OCK’s (0172) price was being adjusted and plunged down after the ex-date for rights issue on 19/11 and closed as low as MYR0.640.  
                                                                                      OCK Daily Chart

However, the price soared up in the next trading days with increased in traded volume and closed higher @ MYR0.715 during the session ended. OCK is trading with supports of uptrend line since then.

If OCK is able to trade above the resistance level of MYR0.715, the next target for it to be met is the gap down that formed on 10/8/2015 with the subsequent target level is @ MYR0.770.


SOLID (5242) undergoes a correction after making the new high of MYR1.53 as of 24 & 25/11/2015 but it is still trading above the short term uptrend line.
                                                                                        SOLID Daily Chart

In case SOLID is trading any price within MYR1.50-1.53 in the coming trading days, breakout of the historical high of MYR1.53 shouldn’t a road block for it if the price and the traded volume increased significantly at the same time. 


INSTACO (0069) was trading in super bull run since 23/9/2015 from the super long ranging period from as low as 0.075 to as high as MYR0.34 within the 2 months period. 
                                                                                    INSTACO Daily Chart

The counter is taking a breather in the latest few trading days after a soared in trading price in a long period of time before a new trend to be started in near future.

Form the chart as shown above, INSTACO is now trading in a tide range between MYR0.305-0.34 but with higher than average traded volume in the recent trading days. 

Foresees a new bull run should take into place in case INSTACO is trading with closing price is @ or above MYR0.32 in the next coming trading days.


Look out SUPERMX as well as if the resistance of MYR2.51 is able be violated, then a bull run can be seen on this counter.


Good luck & Happy Trading!



Disclaimer:

All posts and documents submitted in this blog are solely for open discussion and education purposes only. All recommendations and opinion provided are solely for your consideration only and you should exercise your own judgment in forming your own investment decision(s). Please also be informed that equity investment is risky and we recommend you to conduct sufficient searches for information in addition to referring our recommendations and/or opinion herein, prior to making an investment decision.

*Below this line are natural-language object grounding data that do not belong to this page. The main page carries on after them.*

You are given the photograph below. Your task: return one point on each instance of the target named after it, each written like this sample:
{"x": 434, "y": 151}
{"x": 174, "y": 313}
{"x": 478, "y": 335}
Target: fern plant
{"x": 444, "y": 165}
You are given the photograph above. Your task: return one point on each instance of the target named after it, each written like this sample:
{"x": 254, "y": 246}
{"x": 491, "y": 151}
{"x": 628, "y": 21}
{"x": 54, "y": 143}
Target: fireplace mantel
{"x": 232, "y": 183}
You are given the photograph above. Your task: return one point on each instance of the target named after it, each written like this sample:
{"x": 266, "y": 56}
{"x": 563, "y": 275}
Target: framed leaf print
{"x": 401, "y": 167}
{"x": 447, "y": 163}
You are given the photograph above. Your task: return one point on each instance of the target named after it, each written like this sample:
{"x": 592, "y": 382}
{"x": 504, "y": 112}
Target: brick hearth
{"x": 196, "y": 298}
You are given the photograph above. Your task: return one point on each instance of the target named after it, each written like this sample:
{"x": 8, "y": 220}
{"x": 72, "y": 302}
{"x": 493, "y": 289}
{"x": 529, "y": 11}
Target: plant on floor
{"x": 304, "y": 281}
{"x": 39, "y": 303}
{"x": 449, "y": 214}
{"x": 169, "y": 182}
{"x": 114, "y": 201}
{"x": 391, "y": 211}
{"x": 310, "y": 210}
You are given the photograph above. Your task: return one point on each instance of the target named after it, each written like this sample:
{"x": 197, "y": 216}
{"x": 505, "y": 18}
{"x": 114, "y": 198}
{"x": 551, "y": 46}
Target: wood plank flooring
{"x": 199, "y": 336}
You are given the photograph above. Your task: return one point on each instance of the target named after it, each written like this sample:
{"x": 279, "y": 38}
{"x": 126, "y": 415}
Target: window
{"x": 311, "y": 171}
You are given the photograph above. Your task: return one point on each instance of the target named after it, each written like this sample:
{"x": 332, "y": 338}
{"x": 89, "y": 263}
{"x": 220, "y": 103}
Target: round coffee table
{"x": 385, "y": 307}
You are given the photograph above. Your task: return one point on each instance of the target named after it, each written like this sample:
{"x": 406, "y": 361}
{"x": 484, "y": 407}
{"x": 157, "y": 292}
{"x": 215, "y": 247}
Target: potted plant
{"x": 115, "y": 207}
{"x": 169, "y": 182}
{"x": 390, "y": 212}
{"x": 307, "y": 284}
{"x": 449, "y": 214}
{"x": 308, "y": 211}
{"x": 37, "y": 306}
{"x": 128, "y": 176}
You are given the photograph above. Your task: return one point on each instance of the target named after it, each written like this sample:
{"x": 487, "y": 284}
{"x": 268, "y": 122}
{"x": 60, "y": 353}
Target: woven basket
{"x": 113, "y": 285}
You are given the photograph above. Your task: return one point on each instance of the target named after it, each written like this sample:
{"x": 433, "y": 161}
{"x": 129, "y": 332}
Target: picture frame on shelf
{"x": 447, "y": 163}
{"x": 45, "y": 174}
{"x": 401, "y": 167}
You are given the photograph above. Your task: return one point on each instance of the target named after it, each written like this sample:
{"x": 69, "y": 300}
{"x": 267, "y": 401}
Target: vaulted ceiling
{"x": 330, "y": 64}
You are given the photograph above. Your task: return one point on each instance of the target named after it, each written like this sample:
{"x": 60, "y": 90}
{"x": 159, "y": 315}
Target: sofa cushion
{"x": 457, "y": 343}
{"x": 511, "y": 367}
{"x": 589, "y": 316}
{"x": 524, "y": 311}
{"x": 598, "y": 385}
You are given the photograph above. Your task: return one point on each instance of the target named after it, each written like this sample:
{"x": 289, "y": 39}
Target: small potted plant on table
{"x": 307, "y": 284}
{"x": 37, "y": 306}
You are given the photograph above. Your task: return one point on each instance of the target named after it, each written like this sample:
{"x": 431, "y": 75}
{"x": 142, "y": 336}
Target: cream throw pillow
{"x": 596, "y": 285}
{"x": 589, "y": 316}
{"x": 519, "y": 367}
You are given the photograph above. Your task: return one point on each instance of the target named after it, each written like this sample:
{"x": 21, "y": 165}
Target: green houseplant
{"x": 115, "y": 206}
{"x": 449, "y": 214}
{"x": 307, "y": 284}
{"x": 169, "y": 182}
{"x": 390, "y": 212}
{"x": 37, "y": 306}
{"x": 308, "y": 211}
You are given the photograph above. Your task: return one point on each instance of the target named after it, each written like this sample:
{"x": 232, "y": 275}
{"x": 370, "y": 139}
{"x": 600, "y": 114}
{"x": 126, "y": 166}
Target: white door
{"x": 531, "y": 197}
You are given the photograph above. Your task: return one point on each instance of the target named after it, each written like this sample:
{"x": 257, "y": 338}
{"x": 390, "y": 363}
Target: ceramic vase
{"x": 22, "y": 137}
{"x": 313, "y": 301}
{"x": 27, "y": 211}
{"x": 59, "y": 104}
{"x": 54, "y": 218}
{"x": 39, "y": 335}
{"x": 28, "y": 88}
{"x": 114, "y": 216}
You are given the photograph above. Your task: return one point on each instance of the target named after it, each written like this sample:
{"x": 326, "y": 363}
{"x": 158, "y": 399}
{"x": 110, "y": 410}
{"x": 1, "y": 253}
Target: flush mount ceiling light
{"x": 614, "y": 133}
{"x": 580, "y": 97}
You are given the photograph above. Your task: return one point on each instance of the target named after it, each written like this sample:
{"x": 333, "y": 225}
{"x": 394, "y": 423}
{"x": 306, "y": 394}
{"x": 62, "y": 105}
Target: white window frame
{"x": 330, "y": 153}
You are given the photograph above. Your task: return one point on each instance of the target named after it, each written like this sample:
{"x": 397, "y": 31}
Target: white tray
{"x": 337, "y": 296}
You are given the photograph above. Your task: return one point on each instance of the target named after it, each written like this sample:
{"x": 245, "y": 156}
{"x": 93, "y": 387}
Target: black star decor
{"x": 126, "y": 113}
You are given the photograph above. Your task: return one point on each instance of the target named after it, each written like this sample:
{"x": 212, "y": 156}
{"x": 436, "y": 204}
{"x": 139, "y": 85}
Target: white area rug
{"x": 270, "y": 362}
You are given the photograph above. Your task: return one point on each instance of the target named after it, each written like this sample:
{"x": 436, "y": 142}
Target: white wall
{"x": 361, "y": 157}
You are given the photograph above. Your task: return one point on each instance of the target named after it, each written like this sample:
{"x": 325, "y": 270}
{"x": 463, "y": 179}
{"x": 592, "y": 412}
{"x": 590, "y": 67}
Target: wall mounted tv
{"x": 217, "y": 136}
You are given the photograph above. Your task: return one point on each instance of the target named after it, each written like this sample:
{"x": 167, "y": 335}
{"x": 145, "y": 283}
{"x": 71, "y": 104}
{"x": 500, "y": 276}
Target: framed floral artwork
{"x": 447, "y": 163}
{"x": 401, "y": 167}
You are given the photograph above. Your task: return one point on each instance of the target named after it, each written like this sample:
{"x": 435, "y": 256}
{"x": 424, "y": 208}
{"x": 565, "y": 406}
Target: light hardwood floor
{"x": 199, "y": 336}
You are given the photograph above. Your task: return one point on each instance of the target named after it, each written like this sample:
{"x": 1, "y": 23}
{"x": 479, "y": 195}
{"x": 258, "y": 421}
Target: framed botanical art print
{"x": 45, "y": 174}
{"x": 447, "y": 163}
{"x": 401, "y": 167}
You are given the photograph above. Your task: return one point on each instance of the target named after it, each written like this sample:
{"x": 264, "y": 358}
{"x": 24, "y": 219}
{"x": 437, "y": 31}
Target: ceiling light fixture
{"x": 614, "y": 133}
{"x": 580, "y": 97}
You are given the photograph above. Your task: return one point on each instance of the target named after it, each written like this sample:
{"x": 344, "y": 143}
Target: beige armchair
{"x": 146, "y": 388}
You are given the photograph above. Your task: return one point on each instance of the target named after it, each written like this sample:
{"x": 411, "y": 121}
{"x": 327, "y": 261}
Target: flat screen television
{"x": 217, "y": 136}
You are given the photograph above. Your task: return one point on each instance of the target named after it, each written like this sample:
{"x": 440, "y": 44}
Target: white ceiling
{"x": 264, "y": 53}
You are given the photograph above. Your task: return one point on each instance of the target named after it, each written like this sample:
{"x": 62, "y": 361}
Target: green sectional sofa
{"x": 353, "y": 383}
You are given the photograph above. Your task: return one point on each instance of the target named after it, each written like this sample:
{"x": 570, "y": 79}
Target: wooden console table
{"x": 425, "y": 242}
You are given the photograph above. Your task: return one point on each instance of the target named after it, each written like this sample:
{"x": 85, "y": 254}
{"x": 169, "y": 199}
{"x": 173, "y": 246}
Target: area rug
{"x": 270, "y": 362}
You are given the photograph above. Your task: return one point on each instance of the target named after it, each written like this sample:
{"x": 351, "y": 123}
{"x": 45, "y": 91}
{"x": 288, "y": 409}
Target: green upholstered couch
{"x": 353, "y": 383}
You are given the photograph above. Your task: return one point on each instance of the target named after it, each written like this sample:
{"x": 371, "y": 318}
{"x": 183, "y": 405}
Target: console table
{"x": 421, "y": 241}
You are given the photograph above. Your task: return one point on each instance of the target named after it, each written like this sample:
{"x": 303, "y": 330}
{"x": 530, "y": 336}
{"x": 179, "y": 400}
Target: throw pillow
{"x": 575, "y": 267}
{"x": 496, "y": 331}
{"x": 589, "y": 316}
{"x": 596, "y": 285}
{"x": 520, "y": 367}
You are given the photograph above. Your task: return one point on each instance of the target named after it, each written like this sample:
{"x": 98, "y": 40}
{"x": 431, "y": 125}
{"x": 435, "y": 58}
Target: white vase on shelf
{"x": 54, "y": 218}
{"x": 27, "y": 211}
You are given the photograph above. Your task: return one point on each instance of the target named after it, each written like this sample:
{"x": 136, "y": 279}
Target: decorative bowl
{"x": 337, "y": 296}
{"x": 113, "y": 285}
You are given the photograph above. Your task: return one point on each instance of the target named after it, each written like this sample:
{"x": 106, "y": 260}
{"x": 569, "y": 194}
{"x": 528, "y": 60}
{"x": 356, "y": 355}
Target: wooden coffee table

You should take full responsibility of your investment decision(s) and we accept no liability whatsoever for any direct or consequential loss arising from any use of our recommendations and/or opinion provided herein or any solicitations of an offer to buy or sell any securities. Comments and opinions forwarded/provided by members/followers of this blog do not belong to the Admin and we take no responsibility of such.

Wednesday, 25 November 2015

Stocks To Watch on 26/11/2015 - DSONIC (5216)

DSONIC (5216) closed green with higher than average traded volume during the session ended while only 268 counters closed green and 669 counters closed red on 25/11.
                                                               
                                                                    DSONIC Daily Chart

DSONIC was trading above the resistance level of MYR1.59 after it broke out the downtrend line and closed above this resistance level since then on 18/11/2015.

Foresee DSONIC would trade higher in the next trading days after it closed above the recent high of MYR1.65 during the session ended.


Good luck & happy trading!



Disclaimer:

All posts and documents submitted in this blog are solely for open discussion and education purposes only. All recommendations and opinion provided are solely for your consideration only and you should exercise your own judgment in forming your own investment decision(s). Please also be informed that equity investment is risky and we recommend you to conduct sufficient searches for information in addition to referring our recommendations and/or opinion herein, prior to making an investment decision.

You should take full responsibility of your investment decision(s) and we accept no liability whatsoever for any direct or consequential loss arising from any use of our recommendations and/or opinion provided herein or any solicitations of an offer to buy or sell any securities. Comments and opinions forwarded/provided by members/followers of this blog do not belong to the Admin and we take no responsibility of such.


Friday, 20 November 2015

MAGNI-Tech

MAGNI (7087)




Magni-Tech Industries Bhd was incorporated in Malaysia on 12 March 1997 & listed on the 2nd Board of Bursa on 18 April 2000. It was subsequently transferred to the Main Board of Bursa on 8 April 2003. Tan Sri Dato’ Seri Tan Kok Ping is the Executive Chairman & Mr. Tan Poay Seng, the Managing Director. 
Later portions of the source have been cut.